The Japanese Journal of Clinical Dialysis Vol.21 No.9(17)

Theme The Various Uremic Symptomes and their Causative Substances
Title Dyslipidemia in renal failure
Publish Date 2005/08
Author Takahiro Ueno Division of Nephrology and Endocrinology, Department of Medicine, Nihon University School of Medicine
[ Summary ] It is well known that atherosclerotic diseases are major causes of mortality in patients with chronic renal failure (CRF). They are caused by numerous factors, defined as risk factors. One of these factors, dyslipidemia, is often observed in patients with CRF. The prominent features of uremic dyslipidemia are an increased levels of plasma triglycerides and a reduction in HDL cholesterol.
On the other hand, CRF is associated with oxidative stress that promotes production of reactive oxygen species. In patients undergoing maintenance hemodialysis treatment, this condition is usually present with plasma carnitine insufficiency.
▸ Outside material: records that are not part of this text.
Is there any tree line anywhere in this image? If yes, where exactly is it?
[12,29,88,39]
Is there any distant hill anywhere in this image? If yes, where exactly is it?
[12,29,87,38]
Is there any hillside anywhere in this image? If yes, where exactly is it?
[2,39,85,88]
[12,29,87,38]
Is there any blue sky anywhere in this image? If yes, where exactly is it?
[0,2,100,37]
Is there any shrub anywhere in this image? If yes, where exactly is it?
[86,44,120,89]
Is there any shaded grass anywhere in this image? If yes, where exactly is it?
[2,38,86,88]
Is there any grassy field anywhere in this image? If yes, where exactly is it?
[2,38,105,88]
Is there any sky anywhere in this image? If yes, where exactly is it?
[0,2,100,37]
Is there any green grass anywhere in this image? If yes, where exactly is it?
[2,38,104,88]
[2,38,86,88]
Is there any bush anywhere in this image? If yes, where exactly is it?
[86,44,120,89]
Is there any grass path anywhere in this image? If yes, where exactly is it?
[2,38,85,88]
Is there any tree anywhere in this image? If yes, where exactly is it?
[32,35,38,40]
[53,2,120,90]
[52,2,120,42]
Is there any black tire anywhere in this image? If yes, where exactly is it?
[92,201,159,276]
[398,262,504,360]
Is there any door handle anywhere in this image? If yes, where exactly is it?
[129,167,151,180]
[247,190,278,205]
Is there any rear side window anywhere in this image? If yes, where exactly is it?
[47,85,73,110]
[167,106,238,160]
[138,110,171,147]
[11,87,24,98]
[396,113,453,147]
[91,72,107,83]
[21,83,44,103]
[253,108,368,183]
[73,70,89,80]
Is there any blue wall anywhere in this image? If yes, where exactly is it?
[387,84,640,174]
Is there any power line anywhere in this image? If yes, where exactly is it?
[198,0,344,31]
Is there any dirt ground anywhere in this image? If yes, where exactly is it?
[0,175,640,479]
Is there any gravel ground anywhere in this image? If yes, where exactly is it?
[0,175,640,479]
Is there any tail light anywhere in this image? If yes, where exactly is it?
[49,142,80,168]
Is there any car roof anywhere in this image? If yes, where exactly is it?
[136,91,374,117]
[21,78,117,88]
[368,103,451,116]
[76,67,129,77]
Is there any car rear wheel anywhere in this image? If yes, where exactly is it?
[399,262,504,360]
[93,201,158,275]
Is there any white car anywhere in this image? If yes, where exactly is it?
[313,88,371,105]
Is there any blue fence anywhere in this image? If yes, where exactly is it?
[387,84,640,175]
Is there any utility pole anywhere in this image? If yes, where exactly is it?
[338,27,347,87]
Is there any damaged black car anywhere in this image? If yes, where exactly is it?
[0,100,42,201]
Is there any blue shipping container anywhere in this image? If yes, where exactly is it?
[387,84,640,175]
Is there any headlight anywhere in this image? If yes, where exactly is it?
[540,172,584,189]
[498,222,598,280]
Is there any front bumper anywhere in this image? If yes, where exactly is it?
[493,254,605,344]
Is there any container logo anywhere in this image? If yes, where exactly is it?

This is due to accumulations of metabolic intermediates combined with impaired carnitine biosynthesis, reduced protein intake and increased removal via hemodialysis. Several studies have indicated that L-cartinine supplementation may be of some benefit in the prevention of atherosclerosis.
For reduction of oxdative stress, high doseage supplementation with α-tocopherol also has been shown to reduce cardiovascular risk in studies of hemodialysis patients with preexisting cardiovascular disease.
Moreover, it is essential to study the supposed mechanisms of uremic dyslipidemia, since optimal treatment is essential for the prevention or delay of cardiovascular complications in patients with CRF.